Mosayeb Davoudi Kashkouli, Peiman Moradi
doi.org/10.36647/CIML/06.02.A010
Abstract : Traditional maintenance solutions, such as unplanned repairs, periodic inspections, and manual record-keeping, struggle to handle growing industrial downtime costs. In the age of Industry 4.0, accurately predicting remaining useful life for aero-engine components is crucial for reducing unexpected downtime and optimising maintenance schedules. Predictive maintenance, utilising Industry 4.0 technologies such as machine learning, has the potential to significantly reduce these losses by predicting equipment faults and service life. This study thoroughly assesses five deep learning architectures; artificial neural network, LSTM, bidirectional LSTM (BiLSTM), gated recurrent unit (GRU), and convolutional neural network (CNN) for estimating the service life of turbofan jet engines. This study utilises seven subsets of NASA's C- MAPSS dataset (simulating 128 engines under various operating scenarios and failure types) and preprocess sensor and operational data through alignment, missing-value handling, and data normalisation.

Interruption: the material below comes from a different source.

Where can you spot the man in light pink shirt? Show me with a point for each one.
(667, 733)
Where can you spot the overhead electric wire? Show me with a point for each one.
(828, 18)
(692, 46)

The models are trained with the Adam optimiser using early stopping, tested, and validated with stratified splits (70%/15%/15%). Performance is assessed using root mean square error (RMSE), mean absolute error (MAE), coefficient of determination (R2), NASA's asymmetric scoring function, and a unique composite score (S). The results indicate that GRU outperforms other models and is the most effective DL architecture for aero-engine prognostics, with lower RMSE, MAE, and NS, as well as the best R2 and optimal composite score. Recurrent architectures (GRU, BiLSTM, and LSTM) maintained 78% of the top two performance ranks, demonstrating their effectiveness in modelling temporal degradation and predicting the aero-engines service life.
Keyword : Deep learning architectures, predictive maintenance, remaining useful life, turbofan engines.